# Prepping / Emergency Preparedness > General Emergency Preparedness >  Japanese Tsunami-Two years later and still lessons to learn

## endurance

I just watched one of the more powerful videos of the tsunami today, looking back after two years and recalling my fear of losing a couple that is very close to my wife and I (they were in Tokyo, so never in any real danger, but it took some time to sort that all out).

http://youtu.be/8vZR0Rq1Rfw

Things I take away from this:

At the end of the video, in the last minute or so, the camera operator shows some people leaving their homes at the last possible second.  

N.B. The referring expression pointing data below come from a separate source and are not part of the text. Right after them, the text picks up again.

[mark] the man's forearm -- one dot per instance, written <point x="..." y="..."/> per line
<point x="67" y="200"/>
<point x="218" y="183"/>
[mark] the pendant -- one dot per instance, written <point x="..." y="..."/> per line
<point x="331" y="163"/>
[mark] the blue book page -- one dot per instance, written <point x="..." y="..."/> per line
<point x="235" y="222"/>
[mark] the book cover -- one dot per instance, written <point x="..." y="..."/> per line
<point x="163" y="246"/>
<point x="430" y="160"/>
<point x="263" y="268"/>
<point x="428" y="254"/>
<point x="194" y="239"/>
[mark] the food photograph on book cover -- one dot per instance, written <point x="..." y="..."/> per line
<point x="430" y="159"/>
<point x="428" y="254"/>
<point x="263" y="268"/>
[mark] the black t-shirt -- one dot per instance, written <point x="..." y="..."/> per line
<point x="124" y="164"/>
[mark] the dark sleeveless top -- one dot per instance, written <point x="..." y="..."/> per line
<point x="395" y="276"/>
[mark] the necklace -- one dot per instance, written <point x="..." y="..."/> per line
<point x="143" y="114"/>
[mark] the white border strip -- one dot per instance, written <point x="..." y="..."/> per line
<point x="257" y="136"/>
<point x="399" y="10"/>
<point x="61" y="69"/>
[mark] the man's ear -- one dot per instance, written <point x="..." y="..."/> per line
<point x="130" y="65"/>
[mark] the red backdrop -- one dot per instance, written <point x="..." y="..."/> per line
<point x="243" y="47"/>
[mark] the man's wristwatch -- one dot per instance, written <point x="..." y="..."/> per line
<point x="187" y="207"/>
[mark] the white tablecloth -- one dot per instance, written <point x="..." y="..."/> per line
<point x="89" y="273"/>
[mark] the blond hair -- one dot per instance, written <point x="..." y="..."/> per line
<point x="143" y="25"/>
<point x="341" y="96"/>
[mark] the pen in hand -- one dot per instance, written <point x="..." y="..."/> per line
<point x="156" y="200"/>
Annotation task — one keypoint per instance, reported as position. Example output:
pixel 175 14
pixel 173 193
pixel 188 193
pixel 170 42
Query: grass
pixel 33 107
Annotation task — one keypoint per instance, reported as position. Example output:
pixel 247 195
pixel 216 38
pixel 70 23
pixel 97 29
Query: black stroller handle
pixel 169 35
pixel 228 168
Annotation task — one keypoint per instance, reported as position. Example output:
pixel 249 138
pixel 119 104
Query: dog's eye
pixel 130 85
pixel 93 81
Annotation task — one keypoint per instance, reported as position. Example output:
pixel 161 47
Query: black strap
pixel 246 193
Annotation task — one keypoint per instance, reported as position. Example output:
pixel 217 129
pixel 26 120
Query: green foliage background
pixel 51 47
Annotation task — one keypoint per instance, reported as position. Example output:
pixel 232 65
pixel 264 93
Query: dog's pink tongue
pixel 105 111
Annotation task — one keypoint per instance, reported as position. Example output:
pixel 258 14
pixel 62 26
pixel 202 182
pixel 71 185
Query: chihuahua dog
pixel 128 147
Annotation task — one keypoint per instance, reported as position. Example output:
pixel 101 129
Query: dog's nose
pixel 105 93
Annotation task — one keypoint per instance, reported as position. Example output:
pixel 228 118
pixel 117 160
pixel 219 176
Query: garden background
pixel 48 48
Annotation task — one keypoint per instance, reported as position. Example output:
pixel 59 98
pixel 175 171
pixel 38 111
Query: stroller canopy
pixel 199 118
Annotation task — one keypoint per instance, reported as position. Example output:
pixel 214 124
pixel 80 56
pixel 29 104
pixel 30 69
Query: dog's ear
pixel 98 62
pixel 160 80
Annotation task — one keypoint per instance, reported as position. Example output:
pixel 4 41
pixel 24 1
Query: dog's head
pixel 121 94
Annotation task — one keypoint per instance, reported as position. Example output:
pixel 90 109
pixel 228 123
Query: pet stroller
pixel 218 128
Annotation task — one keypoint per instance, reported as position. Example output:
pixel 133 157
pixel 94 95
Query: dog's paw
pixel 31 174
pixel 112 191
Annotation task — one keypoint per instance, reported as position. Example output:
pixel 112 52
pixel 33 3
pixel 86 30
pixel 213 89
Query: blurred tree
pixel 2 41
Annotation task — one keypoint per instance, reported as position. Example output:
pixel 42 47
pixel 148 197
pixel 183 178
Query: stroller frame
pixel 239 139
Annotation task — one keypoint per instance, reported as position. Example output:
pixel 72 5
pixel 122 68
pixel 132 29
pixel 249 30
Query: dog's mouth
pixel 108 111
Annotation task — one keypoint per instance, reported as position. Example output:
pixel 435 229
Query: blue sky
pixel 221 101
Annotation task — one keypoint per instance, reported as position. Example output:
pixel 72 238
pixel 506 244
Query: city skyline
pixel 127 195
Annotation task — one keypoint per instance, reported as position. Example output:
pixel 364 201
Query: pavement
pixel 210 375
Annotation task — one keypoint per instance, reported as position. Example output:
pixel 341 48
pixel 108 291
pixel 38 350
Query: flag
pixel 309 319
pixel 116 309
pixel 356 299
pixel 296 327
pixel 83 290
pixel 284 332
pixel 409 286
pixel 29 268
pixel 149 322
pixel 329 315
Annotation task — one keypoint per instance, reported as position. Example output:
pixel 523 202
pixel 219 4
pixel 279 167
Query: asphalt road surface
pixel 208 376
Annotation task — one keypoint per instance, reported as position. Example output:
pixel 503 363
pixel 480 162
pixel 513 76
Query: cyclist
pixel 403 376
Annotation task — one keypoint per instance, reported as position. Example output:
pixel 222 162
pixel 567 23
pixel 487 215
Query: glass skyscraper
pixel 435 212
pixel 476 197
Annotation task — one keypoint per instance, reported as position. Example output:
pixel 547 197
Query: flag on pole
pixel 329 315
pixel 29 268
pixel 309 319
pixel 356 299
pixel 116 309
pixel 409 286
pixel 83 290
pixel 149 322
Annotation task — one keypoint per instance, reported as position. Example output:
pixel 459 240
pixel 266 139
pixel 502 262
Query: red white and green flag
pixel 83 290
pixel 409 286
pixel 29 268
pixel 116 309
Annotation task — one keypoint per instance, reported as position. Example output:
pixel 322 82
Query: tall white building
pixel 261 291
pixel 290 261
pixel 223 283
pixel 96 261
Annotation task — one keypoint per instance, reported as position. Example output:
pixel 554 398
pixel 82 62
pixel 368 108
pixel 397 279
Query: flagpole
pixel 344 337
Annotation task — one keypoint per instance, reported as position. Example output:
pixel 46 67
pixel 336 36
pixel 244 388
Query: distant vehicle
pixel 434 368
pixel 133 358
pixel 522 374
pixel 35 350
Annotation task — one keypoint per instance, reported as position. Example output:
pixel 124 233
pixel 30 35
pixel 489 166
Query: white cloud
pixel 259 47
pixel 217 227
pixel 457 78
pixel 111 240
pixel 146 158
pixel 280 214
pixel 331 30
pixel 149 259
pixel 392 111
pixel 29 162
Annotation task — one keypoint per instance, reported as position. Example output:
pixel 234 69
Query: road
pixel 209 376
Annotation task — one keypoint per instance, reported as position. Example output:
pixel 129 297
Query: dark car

1) How did they miss the warning that the others had?  How many hours a day am I that out of touch that I might not know there's an imminent threat?  How can I reduce that?
2) How many people lack the very basic fitness to just run 50 or 100 yards to save their lives?  How much risk would you put yourself into trying to save one of those people if they were a stranger?  How much if it was a loved one?  How well have you looked after loved ones to be certain they'd be able to escape the situation on their own?
3) Assuming you have zero warning and truly have to run for your life, unable to grab anything, would you survive in the weather outside right now?  For how long?  How would you secure the things you need to survive the next 24 hours?  The next two weeks?  How would you start over if everything you used to own was lost?
4) Would you be willing to walk away from all your stuff if you had to?  How much would the doubt in your mind interfere with your best decision making?  How much would it interfere with your loved one's decision making and could you do more to help them understand the possible urgency better?
5) What things do you have in place today to help you rebuild after such a disaster?  Have you taken steps to create psychological resiliency in your life?  Have you taken steps to have greater physical resiliency?  What more could you do?

Just a few things that I was thinking about and I'd love to hear some thoughts.  I have a few ideas, but mostly I'm trying to think about this for myself and think about the what if's for me and my family.

----------